Dear Reviewers (R1, R2, R3, and Meta-reviewer),
We truly appreciate your positive and constructive feedback. We will carefully incorporate them in the final version, including fixing typos, adjusting the figures’ axes labels, adding loss function and prediction probability formulas (R3), and an implementation section to report model training and prediction performance (Meta-reviewer). Our plan is to extend our analysis to all 6 subtypes of the TCGA-SARC dataset to include 200 cases. Response to reviewer #1: As recommended by R1, we will compare our uncertainty-aware approach with SOTA. It is important to highlight that the suggested Blue Ratio and similar measures are limited in analyzing diseases given the high variability in tissue structures across different subtypes, and often with cellular compartments with low blue intensity (e.g., fat cells). Furthermore, these measures do not measure the uncertainty we wish to extract from tile prediction.
Response to reviewer #2: Regarding the size of the dataset, TCGA-SARC is relatively the smallest cohort, constituting 1% of all adult cancers. Our work presented a method to handle datasets of small sizes robustly. It reduces the reliance of weakly supervised methods on large amounts of training data. R2 stated the lack of normal controls. We would like to clarify that TCGA-SARC carries only tumor slides, containing non-tumor regions with additional diagnostic grades as weak labels for entire slides. The tile labels are collected annotations of demarcated tumor and normal regions. Therefore, a direct comparison of tumor and grade classifiers would be unreasonable.
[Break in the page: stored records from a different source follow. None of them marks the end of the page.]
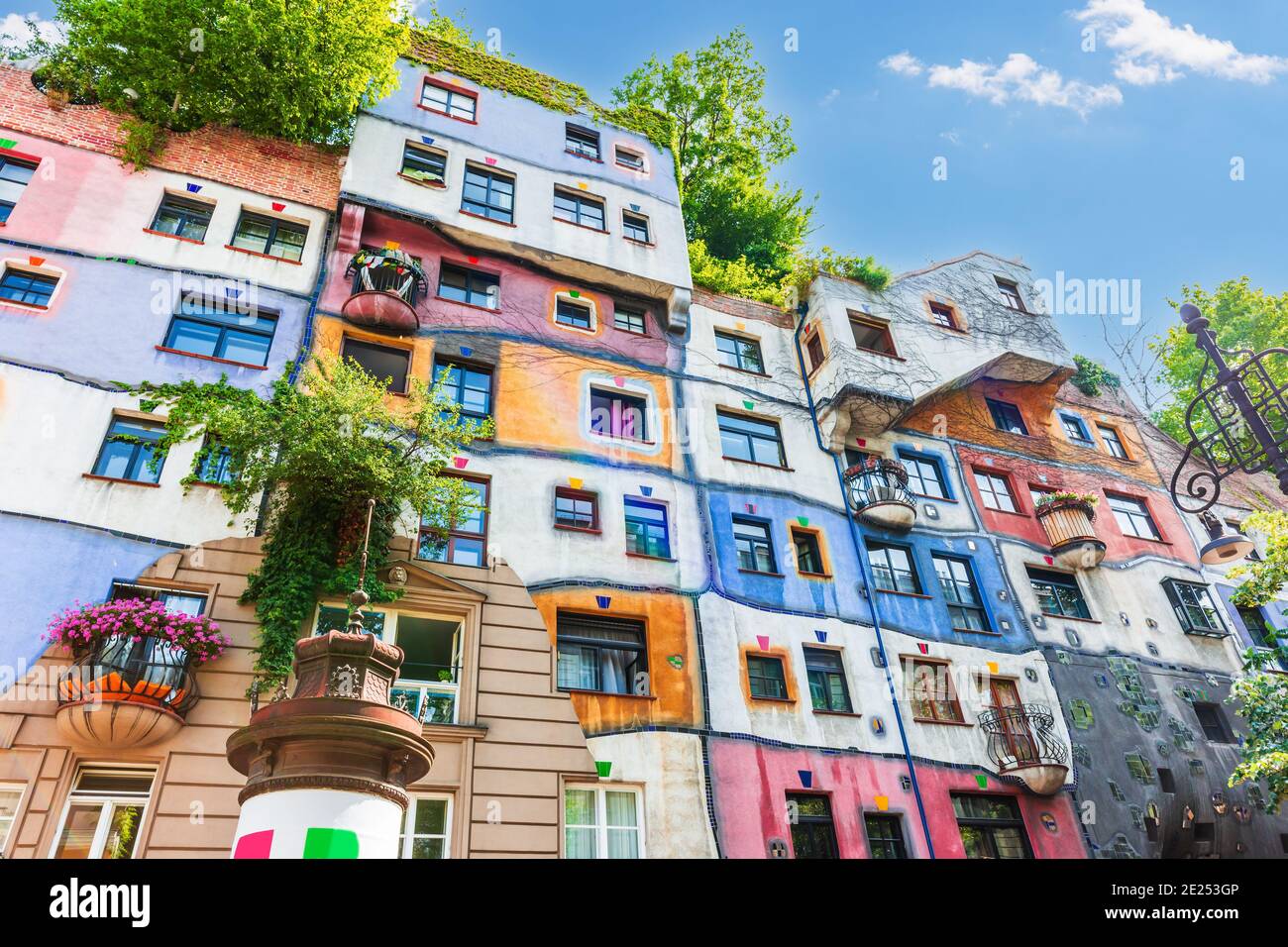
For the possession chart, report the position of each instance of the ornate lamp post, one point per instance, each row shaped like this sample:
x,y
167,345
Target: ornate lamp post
x,y
1237,420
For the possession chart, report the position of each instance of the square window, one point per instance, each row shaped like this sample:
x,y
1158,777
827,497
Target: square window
x,y
576,509
382,363
601,654
647,532
765,677
183,217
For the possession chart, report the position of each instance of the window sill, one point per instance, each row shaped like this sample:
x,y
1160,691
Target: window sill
x,y
210,359
174,236
484,217
120,479
265,257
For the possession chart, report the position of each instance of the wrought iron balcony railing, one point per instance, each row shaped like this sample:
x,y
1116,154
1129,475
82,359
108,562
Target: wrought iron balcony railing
x,y
1022,744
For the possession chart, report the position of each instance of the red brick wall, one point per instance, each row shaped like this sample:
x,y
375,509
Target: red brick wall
x,y
300,172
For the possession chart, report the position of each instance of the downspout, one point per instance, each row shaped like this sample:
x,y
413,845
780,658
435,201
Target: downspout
x,y
867,578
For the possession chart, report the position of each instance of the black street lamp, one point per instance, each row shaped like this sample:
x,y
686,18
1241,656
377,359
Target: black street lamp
x,y
1236,421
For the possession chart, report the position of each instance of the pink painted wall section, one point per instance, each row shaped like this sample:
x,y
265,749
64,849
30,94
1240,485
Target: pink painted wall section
x,y
751,784
526,303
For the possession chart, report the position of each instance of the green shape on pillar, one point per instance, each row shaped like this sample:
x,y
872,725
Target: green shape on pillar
x,y
331,843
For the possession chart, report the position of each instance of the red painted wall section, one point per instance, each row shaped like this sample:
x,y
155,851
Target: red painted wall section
x,y
1021,474
301,172
527,298
751,784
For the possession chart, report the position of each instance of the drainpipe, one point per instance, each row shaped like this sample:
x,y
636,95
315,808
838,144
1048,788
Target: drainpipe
x,y
861,554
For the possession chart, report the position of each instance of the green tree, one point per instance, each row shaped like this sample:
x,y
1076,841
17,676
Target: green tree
x,y
318,451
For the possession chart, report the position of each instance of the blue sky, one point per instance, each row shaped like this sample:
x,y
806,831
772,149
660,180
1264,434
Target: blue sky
x,y
1112,163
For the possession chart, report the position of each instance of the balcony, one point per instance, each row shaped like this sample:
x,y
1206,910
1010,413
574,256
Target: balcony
x,y
1067,521
127,692
879,493
385,287
1024,746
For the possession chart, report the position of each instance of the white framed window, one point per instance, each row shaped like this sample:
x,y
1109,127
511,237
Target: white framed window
x,y
103,812
11,797
603,822
429,819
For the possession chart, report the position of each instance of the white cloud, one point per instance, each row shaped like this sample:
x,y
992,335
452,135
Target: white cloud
x,y
905,63
1149,50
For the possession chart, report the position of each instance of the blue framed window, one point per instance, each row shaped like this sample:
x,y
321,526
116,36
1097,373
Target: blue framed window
x,y
206,329
751,538
27,287
925,474
14,176
181,217
647,532
127,451
488,193
580,209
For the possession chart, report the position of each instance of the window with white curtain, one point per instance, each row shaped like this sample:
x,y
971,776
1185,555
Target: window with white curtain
x,y
603,822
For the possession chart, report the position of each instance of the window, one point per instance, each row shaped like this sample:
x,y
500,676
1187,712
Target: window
x,y
645,528
580,209
825,673
1076,431
455,102
465,543
270,236
885,835
635,227
469,385
1194,608
995,491
27,287
1113,442
215,330
755,551
14,176
1006,416
965,607
428,165
812,835
382,363
809,556
601,822
943,315
991,826
739,352
1010,294
183,217
893,569
601,654
871,335
934,699
469,286
629,320
629,158
751,438
1057,594
488,193
765,677
429,818
127,451
581,142
1132,517
103,813
616,415
576,509
574,315
925,475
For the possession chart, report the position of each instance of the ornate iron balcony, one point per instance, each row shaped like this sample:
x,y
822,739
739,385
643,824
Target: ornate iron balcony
x,y
1024,745
879,493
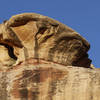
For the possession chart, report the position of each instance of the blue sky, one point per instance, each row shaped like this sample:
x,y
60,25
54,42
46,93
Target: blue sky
x,y
81,15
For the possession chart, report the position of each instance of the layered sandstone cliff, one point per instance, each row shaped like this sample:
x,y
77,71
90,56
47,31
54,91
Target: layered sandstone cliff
x,y
43,59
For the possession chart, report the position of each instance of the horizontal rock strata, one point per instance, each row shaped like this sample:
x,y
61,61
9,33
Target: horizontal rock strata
x,y
43,59
49,81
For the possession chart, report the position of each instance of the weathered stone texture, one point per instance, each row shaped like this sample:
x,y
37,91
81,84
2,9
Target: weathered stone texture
x,y
43,59
49,81
36,36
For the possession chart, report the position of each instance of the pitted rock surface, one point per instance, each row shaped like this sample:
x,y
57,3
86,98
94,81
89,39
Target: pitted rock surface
x,y
36,36
43,59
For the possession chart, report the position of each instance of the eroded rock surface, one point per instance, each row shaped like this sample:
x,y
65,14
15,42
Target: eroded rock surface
x,y
49,81
43,59
36,36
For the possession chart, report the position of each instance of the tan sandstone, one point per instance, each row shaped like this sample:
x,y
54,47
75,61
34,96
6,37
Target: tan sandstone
x,y
43,59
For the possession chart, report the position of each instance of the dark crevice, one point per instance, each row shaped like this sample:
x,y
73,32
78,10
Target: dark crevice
x,y
10,51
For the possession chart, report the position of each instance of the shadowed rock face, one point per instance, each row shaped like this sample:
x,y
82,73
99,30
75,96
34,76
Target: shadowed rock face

However, a grade classifier can infer tumor tiles by their low uncertainty measure. Further, we incorporated the CPTAC dataset, an additional sarcoma dataset that provides tumor and normal WSI-labels. Our approach showed promising results with 87% accuracy and F1-scores of .91 for normal and .76 for tumor. The work identified low predictive uncertainties of the three grade classes to represent tumors. The additional validation will be incorporated in the final paper. We also thank R2 for providing additional references. Given the nature of our proposed approach and dataset, we focus on the issue of processing small and weakly labeled datasets to improve classification accuracy. The referred papers [2, 3, 4] proposed work for substantially larger datasets. Paper [1] had a similar sample size and a technique similar to our proposed approach. We will discuss the similarities and differences of this paper in the related work section. Response to reviewer #3: Regarding the correlation between uncertainties and their predictive errors, we found that a quadratic polynomial model fit the data better than a linear model, as the quadratic model had a higher R-squared. We also noticed that grade 2 showed lower uncertainty than the other classes, as shown in Figure 4, suggesting that adding additional samples from the minority classes would improve classification performance. Response to Meta-reviewer: Our initial SOTA comparisons included different loss functions, such as SCE, OR, etc. that were used previously to handle noisy data. However, we acknowledge the value to expand comparisons to other weakly supervised approaches, like Chowder [Courtiol et al., 2018], and to widely studied and weakly labeled data sets, like the Kather et al. dataset.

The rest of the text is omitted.